NGWA to educate Americans about protecting and maintaining water from underground aquifers
The Intl. Bottled Water Assn. (IBWA) is a sponsor of National Groundwater Awareness Week, March 9 to 15, 2014. The annual commemoration marking America’s need to protect and maintain water from underground aquifers is spearheaded by the National Groundwater Assn. (NGWA).

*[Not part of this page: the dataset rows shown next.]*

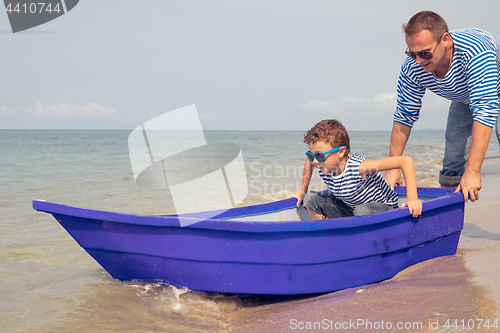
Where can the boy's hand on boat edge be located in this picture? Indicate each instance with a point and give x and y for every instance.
(299, 195)
(414, 206)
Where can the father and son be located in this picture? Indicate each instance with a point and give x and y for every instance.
(462, 66)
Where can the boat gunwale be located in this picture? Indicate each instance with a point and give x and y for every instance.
(442, 198)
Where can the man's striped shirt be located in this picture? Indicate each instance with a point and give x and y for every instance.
(473, 79)
(351, 188)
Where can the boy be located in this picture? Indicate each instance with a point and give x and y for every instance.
(355, 185)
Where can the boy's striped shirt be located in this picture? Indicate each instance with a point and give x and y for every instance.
(473, 79)
(351, 188)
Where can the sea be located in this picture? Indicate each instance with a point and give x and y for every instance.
(48, 283)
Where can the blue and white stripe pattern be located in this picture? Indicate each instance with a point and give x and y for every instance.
(473, 79)
(351, 188)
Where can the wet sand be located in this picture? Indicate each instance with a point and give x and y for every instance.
(454, 293)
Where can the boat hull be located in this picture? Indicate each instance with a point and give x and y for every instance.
(273, 258)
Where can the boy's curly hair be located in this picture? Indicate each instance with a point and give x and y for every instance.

“The protection and appreciation of the role groundwater plays in our lives is very important, and each of us can do something to be a good groundwater steward,” said Chris Hogan, IBWA’s vice president of communications. “The bottled water industry has always recognized the importance of protecting the quantity and quality of the world’s water. Bottled water companies that produce groundwater products (e.g., spring water, artisan water) are entirely dependent upon a safe, fresh supply of constantly recharged and replenished water for their livelihood,” Hogan noted. “Many public water systems draw at least a portion of their water supply from groundwater, so protecting this renewable resource also helps ensure municipal water supplies are safe and treatment costs are reduced.”
Annual bottled water production accounts for less than 0.02% of the total groundwater withdrawn in the U.S. each year. Even though it is a minimal groundwater user and is only one of among thousands of food, beverage and commercial water users, the bottled water industry actively supports comprehensive ground water management policies that are science-based, multi-jurisdictional, treat all users equitably, and provide for future needs of this important resource.
Groundwater Awareness Week and NGWA play important roles in educating the public about how matters such as water well flooding, abandoned water wells, naturally occurring contamination, and poor well maintenance can affect groundwater quality. For families, businesses or farms relying on wells, it is especially important to protect groundwater resources.
While groundwater is a renewable natural resource that is replenished through the hydrologic cycle, the duration of the replenishment cycle is influenced by weather patterns, recharge areas, and characteristics, geologic settings and other site-specific factors. The primary effort of protecting and managing groundwater resources must be based on a solid foundation of appropriate and reasonably applied science. The flux, flow, recharge rate, surface water influence and impact, zone of contribution, and other factors affecting a groundwater resource must be analyzed and considered in the design of a management plan.